Consider a random variable $X$ with density function $f(x)$, moment generating function $M(t):= \int e^{tx}f(x) dx$ (existing in an interval containing $0$), cumulant generating function $K(t):=\log M(t)$ and characteristic function $\rho(t):= M(it)$. Then I read the following equations.
\begin{align} f(x) &= \frac{1}{2\pi}\int_{-\infty}^\infty M(it)e^{-itx} dt \cdots\cdots\cdots\cdots\cdots(1)\\ &= \frac{n}{2\pi i}\int_{-i\infty}^{i\infty} M(nT)e^{-nTx} dT \cdots\cdots\cdots\cdot(2)\\ &= \frac{n}{2\pi i}\int_{\tau-i\infty}^{\tau+i\infty} M(nT)e^{-nTx} dT \cdots\cdots\cdots(3), \end{align}
where $\tau$ is any real number in the interval where $M(t)$ exists. I understand that $(1)$ is the inverse Fourier transform; $(2)$ is change of variable by setting $it=nT$. However, I do not know why we want to do $(2)$ in the first place. Moreover, I do not know how to get $(3)$ and why we want to do that. I have not done complex analysis. Could anyone explain these in a more intuitive way, if possible, please? Thank you!

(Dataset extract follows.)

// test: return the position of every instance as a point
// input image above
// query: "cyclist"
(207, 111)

The moment generating function is the Laplace transform of the probability density function. So, $f_X(x) \stackrel{\mathcal{L}}{\leftrightarrow} M_X(t)= E[e^{t X}]$ where $t$ is complex. The characteristic function is the Fourier transform of $f_X(x)$: $\phi_X(\omega) = E[e^{i \omega X}] = M_X(i \omega)$.
The inverse Laplace transform is given by the Bromwich integral, which says you can integrate the Laplace transform weighted by an exponential along any line in the complex plane with constant real part in order to recover the original function. Unfortunately, you need to know some complex analysis to get this (for (3)).
So, in (1), you take the inverse Laplace transform by integrating along the imaginary axis. Equivalently, when you plug in $t = i \omega$, the Moment generating function becomes the characteristic function (which is the Fourier transform of the density), and thus you take an inverse Fourier transform.